Cifas, a fraud protection service in the United Kingdom has said that there has been a massive increase in the number of money mule cases targeting individuals who are 21 years and below. This is a type of financial scam where criminals take over the bank accounts of individuals and then use those bank accounts for money laundering, terror funding or other criminal activities.

Cifas has documented a total of 6,484 cases of money muling targeting individuals below 21 years have taken place during the first nine months of this year, which is an increase of 105 percent year-on- year.

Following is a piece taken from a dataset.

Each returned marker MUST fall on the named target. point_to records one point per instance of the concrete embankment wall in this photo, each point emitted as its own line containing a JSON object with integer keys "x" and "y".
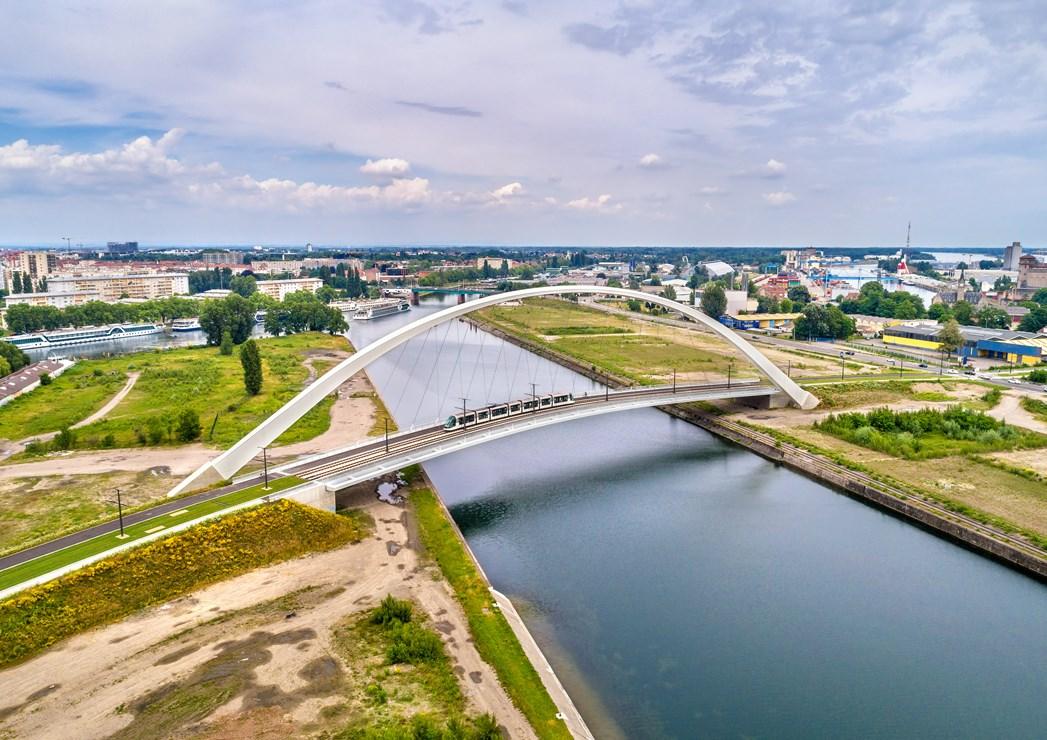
{"x": 824, "y": 471}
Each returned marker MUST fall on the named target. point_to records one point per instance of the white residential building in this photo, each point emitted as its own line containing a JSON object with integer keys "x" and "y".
{"x": 114, "y": 286}
{"x": 281, "y": 289}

That number increased to 8,652 cases of money muling for the age group between 18 to 24; which is a 75 percent increase year-on-year. Compare this to stats in 2013 and one will find that a total of 4,315 cases were registered which show that money muling cases have doubled in the last 4 years.

Cifas

Most of these money muling cases appear to be taking place with the consent of the individual. Criminals usually promise students a small fee for handing over their bank accounts and since the younger generation is looking for more cash, they often agree to part with their bank accounts. The millennial generation is often recruited through job ads and social media posts which offer lucrative part time and online jobs.

Once they get in touch with the job poster, the money mule deal is then explained and many end up agreeing to the arrangement. The UK financial and fraud protection service is looking to educate the younger generation on the consequences of money muling and the reasons behind why criminals want access to their bank accounts. Katy Worobec, who heads financial crime and fraud protection at UK finance warned youngsters to not get involved with money muling.

In a statement, Worobec said

When you’re caught, your bank account will be closed, making it difficult to access cash and credit. You could even face up to 14 years in jail. We’re urging people not to give their bank account details to anyone unless they know and trust them. If an offer of easy money sounds too good to be true, it probably is

Some of the cautionary advice issued include being cautious and wary of suspicious text messages requesting for banking information; not giving out any financial information when you receive a cold call and to be vigilant of phishing and fraudulent emails.